On se mit à gausser le Roi pour sa calvitie débutante et son goût immodéré de la perruque. Les rumeurs les plus mesquines se mirent à circuler racontant que pour garder la faveur de ses favorites, le Roi recourait aux traitements de vieilles femmes les plus saugrenus : application de salive de cheval, de fumier d’oie ou de toiles d’araignée, voire l’amalgame des trois…

Les plus lettrés ironisaient en faisant le rapprochement avec l’étymologie du mot alopécie,dérivé de alôpêx (le renard), par analogie avec la chute annuelle des poils d’hiver de cet animal, dès la venue du printemps.

D’autres, plus inquisiteurs et pernicieux, firent le rapprochement avec l’amitié du Roi pour le Duc Jérôme de Villeneuve-sur-Lot, son ancien Grand Argentier dont la cruauté des temps l’avait obligé à se défaire ; Grand Argentier mais également capilliculteur, et qu’on allait juger bientôt pour ses dissimulations fiscales.

Arrêtons là de citer les désastreux effets de la chronique de Frère Joffrin, dont il fut clair maintenant que, d’hagiographe, il était devenu contempteur. Beaucoup se rappelèrent qu’il s’était fait plusieurs mois auparavant le porte-parole, dans le marigot, des grenouilles qui voulaient un autre Roi. Ne cherchait-il pas là, justement, à coiffer Normovis sur le poteau ?

De tout cela, il ne resta les jours suivants que le nouveau sobriquet dont, à défaut de perruque, fut affublé Normovis : après le Badinguet de Napoléon III, il fut Pommadin Ier ! Oui, pommadin, ce terme consacré pour désigner, soit un garçon coiffeur, soit un individu infatué de lui-même et ne songeant qu’à soigner sa tête et aux pommades à y appliquer.

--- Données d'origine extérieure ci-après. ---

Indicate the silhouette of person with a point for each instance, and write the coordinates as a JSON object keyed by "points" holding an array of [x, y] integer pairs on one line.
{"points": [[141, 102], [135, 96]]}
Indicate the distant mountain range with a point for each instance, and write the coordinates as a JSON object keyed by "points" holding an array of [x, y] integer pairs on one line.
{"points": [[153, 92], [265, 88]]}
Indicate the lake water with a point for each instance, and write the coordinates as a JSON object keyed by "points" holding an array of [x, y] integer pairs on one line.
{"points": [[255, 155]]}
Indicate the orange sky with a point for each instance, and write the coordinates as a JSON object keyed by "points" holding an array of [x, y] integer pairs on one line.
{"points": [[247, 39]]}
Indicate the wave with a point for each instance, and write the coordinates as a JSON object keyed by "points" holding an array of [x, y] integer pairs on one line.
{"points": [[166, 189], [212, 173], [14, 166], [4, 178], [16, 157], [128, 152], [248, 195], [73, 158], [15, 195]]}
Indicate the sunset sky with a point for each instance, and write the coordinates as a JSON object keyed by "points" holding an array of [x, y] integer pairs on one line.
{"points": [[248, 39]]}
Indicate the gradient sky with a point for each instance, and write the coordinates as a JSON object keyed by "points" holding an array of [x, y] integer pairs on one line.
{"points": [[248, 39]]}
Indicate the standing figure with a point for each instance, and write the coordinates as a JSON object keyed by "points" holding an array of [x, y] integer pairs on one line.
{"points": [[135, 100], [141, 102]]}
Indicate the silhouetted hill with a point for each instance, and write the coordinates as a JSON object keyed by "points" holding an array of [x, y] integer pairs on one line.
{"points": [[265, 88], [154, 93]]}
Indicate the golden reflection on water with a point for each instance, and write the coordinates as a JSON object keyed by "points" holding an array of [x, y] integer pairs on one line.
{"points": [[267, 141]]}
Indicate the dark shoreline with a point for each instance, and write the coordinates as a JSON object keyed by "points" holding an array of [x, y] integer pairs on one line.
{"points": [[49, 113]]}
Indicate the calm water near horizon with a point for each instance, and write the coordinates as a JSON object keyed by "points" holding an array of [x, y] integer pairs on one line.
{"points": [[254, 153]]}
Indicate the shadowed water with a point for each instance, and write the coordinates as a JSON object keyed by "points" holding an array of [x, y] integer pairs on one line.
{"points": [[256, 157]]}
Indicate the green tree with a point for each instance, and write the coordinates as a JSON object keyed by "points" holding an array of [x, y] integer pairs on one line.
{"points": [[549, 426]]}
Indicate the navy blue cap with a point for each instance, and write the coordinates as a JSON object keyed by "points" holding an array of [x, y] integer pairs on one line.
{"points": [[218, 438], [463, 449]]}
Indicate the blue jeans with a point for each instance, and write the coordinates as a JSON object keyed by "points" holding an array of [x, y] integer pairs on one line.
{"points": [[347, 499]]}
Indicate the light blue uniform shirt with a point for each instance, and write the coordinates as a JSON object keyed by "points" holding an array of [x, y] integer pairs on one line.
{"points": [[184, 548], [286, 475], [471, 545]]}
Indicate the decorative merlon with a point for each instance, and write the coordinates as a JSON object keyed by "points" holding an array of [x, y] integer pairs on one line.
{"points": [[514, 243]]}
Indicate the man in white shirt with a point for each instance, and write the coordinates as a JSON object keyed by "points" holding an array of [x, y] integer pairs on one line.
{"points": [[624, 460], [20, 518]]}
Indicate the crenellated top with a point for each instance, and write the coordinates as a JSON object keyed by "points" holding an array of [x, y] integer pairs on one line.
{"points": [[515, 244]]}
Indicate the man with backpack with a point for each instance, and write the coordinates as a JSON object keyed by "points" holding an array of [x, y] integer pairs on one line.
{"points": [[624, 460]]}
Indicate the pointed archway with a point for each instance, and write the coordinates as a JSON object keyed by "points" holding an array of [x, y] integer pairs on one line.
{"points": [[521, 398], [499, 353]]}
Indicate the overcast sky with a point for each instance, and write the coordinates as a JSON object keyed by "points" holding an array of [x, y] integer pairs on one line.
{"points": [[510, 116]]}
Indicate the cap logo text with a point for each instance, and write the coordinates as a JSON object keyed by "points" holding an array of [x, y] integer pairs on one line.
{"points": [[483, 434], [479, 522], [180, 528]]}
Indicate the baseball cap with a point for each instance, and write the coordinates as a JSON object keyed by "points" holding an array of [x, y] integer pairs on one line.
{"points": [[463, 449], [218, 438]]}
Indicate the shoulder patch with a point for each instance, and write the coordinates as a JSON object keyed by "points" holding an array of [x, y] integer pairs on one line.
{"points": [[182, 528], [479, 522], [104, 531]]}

L’affaire se dissipa d’elle-même dans les semaines qui suivirent, les hérauts des lucarnes du 20 h ayant entre-temps soulevé d’autres lièvres et d’autres inquiétudes. Ainsi, entre autres, la futilité et les effets d’estrade d’un ministre un peu gandin qui prétendait disputer au Roi le rôle de jeune premier et de chéri de la ferveur populaire. Ce concours de beauté n’était qu’un simulacre destiné à faire oublier la cruelle situation du Royaume et la banqueroute proche, et cela n’était que trop visible. 

L’affaire ne fut pas la goutte d’eau qui fit déborder le vase, mais, les historiens le soulignent, ce dernier continuait à se remplir.